ABS (1996), DPIE (1997), SCARM (1998), NLWRA (2001a) and O’Brien (2002) have all reported that between 70 to 80 per cent by value of Australian agricultural products is exported, leading to an understanding that agricultural exports represent about 20 per cent by value of all Australian exports. More recently the Productivity Commission (2005) reported that ‘Whilst agriculture’s output, employment and investment shares are broadly comparable, its share of exports is considerably greater, being more than five times greater than its output share’.
These export statistics are computed by comparing values of products as they leave the farm (farm gate values) with values of products at the point of export (export values) hence heightening both the contribution of the farm sector to exports vis a vis other sectors and also the proportion of farm products seemingly exported.
In a similar vein, reports about the export performance of the ‘farm’ sector rarely note that, misusing the same farm-centric terminology, ‘farm’ imports are about half as much as the value of food and fibre exports, with net exports in 1996–97 being valued at about $12 billion (ABS 1998).
Not only do agriculturally related organisations portray agriculture in a favourable light, they portray the economic woes of the sector as being due to external forces, to such as adverse terms of trade, ‘unfair’ trading practices and drought and floods. In so doing they ignore the inevitability of the changing position of agriculture in maturing economies as the demand for price elastic services outstrips the demand for relatively price inelastic food and fibre products (Watson, in press).
Intentionally or otherwise, the analytical and interpretative limitations described above and the externalisation of the causes of difficulties act to sustain an artificially elevated impression of the economic performance of the agricultural sector.
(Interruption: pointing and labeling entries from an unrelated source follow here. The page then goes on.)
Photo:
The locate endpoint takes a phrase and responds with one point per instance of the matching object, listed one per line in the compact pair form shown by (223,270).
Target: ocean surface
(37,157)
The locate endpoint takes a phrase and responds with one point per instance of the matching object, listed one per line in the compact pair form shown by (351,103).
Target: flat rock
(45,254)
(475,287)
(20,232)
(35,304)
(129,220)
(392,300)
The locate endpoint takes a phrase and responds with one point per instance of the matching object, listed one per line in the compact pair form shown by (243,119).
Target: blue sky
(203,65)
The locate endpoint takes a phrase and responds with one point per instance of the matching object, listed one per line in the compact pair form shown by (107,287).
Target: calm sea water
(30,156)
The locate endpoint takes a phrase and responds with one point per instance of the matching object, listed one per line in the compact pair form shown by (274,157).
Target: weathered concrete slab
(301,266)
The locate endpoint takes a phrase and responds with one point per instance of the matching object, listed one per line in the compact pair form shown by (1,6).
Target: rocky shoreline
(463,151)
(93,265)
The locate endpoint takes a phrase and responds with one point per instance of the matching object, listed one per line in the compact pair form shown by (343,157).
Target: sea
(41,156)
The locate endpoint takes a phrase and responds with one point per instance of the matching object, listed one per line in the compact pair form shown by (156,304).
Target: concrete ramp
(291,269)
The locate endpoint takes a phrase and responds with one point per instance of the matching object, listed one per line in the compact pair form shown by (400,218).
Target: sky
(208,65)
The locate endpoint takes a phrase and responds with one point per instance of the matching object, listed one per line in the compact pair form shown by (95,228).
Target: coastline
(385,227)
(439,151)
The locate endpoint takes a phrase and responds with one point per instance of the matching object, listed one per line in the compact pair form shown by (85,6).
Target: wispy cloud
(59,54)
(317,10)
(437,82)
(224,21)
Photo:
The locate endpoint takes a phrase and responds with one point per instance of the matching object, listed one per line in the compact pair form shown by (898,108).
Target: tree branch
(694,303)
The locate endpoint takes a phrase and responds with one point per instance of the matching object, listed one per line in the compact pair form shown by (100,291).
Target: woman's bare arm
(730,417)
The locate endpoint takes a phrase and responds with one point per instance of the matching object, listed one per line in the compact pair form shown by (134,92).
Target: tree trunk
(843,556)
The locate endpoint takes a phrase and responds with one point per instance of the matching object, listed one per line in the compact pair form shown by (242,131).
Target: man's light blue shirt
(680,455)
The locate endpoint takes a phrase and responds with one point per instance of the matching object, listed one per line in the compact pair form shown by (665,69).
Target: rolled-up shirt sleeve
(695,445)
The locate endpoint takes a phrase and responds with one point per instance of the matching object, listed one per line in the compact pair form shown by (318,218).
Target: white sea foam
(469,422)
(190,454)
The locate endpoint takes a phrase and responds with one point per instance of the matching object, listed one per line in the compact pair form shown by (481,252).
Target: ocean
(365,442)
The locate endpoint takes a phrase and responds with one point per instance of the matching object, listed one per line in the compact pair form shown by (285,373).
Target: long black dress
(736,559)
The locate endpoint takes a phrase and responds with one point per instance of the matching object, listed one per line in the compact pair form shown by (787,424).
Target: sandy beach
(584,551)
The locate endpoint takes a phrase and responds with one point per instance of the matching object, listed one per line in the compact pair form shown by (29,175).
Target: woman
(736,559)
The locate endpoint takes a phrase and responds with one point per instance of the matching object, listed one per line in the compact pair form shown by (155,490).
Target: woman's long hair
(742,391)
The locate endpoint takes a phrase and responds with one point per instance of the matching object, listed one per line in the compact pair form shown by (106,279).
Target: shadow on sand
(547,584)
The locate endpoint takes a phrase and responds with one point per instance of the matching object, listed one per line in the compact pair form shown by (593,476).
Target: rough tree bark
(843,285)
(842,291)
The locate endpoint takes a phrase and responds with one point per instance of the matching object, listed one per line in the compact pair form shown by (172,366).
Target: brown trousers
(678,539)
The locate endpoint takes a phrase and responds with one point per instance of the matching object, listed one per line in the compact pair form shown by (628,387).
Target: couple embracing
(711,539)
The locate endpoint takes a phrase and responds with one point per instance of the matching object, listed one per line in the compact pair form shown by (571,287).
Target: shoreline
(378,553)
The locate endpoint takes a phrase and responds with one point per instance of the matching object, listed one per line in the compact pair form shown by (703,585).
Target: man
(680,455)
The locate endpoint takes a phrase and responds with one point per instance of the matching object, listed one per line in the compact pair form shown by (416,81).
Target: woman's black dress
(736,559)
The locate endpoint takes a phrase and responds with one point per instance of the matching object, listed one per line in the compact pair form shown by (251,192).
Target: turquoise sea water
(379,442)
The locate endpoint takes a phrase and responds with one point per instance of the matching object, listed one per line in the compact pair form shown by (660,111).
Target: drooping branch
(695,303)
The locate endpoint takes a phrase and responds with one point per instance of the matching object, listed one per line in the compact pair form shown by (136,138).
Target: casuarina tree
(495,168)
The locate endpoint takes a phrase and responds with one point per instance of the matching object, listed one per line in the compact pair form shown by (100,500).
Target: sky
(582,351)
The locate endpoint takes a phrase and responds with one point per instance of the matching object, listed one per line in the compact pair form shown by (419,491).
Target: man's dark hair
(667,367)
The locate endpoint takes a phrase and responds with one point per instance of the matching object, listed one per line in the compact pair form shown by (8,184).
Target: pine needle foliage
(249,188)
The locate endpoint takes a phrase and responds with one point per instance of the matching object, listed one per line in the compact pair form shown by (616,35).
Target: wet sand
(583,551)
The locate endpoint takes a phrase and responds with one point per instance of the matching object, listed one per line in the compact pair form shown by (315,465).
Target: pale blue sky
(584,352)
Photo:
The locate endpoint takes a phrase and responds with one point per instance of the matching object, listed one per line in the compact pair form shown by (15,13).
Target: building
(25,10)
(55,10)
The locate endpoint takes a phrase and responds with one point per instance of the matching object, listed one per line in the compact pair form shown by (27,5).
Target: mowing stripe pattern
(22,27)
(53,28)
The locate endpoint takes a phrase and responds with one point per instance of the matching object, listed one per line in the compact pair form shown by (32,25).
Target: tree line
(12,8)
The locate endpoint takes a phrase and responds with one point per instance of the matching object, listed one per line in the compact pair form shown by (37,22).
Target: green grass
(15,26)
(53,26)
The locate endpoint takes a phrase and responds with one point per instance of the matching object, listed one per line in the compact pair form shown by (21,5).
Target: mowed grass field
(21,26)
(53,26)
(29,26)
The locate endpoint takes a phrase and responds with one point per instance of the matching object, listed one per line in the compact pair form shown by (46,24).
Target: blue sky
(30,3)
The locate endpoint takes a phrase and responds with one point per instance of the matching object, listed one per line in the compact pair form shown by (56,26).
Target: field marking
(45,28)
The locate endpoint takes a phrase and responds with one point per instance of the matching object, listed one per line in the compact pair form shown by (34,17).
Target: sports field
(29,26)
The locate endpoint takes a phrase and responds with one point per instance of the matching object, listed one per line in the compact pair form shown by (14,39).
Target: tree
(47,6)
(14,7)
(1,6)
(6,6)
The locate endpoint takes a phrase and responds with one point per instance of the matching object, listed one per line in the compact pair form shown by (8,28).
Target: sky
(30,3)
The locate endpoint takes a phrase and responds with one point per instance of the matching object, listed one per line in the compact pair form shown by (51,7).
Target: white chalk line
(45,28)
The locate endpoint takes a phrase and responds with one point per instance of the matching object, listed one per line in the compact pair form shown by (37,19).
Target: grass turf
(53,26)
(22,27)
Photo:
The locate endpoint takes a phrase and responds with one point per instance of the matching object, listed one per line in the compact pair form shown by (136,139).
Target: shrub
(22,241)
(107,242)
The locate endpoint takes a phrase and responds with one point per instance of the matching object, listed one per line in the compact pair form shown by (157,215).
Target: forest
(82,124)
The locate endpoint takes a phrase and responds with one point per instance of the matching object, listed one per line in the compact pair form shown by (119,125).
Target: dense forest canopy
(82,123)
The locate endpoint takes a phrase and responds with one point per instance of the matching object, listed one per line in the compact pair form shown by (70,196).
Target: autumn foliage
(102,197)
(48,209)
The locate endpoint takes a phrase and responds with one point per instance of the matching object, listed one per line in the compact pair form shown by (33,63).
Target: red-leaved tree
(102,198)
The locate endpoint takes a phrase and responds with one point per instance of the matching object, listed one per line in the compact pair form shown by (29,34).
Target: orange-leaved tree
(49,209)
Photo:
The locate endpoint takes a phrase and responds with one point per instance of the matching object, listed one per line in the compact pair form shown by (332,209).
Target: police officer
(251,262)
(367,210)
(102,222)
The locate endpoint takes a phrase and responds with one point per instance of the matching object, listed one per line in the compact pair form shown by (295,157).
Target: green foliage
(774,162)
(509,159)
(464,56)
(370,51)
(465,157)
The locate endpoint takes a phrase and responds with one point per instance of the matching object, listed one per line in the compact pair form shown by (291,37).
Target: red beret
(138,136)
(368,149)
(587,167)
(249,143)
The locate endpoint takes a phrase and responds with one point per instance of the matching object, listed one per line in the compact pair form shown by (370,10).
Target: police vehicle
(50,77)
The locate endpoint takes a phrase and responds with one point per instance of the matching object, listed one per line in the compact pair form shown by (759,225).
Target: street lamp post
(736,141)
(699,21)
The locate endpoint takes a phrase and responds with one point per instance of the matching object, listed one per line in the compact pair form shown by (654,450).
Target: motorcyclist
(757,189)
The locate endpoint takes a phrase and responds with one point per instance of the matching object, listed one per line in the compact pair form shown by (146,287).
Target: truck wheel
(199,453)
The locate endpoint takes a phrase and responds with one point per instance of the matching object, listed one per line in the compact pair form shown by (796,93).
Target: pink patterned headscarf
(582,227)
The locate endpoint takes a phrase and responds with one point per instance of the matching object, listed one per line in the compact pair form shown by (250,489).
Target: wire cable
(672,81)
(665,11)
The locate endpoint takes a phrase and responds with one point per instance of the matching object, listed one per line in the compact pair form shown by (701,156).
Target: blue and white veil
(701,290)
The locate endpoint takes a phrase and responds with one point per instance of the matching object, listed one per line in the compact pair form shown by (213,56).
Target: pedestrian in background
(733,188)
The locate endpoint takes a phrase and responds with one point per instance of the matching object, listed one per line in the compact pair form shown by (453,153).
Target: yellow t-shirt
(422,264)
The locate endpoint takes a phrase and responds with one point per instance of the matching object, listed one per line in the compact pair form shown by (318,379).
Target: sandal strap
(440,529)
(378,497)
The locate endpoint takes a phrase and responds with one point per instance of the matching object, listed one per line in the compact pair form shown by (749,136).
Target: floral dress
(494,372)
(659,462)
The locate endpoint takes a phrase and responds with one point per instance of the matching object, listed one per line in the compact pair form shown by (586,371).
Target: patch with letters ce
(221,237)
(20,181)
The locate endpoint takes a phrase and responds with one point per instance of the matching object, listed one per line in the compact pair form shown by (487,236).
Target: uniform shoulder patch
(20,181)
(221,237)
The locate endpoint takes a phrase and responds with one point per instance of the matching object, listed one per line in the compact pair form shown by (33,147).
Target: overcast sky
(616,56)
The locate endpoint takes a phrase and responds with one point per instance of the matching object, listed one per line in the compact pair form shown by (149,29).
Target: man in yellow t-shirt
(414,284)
This then creates pressures for the maintenance or expansion of agricultural output, with continued or expanded pressure on the land resource. For example there is increasing pressure to ‘develop’ northern flowing catchments and, ironically given the current oversupply of grapes, a recent report (Pratt Water 2004) advocates use of water ‘saved’ through improvements in water infrastructure for expansion of viticulture in the Murrumbidgee catchment in New South Wales.
Polarisation of views develop wherein farm organisations and their support agencies respond defensively to environmental concerns. In turn, governments respond by creating more legislation or another short-term prescriptive support programme. Farmers and their organisations, with some considerable justification, point to the pressure placed on them by governments to improve land management without there being equivalent pressure on the practices used by those same governments, for instance in relation to the use of fossil fuels in government owned energy production businesses (see ABC Landline 2005).
Institutions reinforce the beliefs and values that lead to their creation, hence crowding out other understandings of reality. Feedback loops between beliefs and values and institutions lead to institutional paralysis and a reduced ability to alter the pressures on the land resource and to respond to those pressures.
Given our less-than-admirable track record in designing responses to better meet the pressures on the land resource, more attention might be directed towards understanding and modifying the drivers leading to those pressures. We believe this would lead to fundamental improvements in the design of institutional arrangements related to the management of the land resource.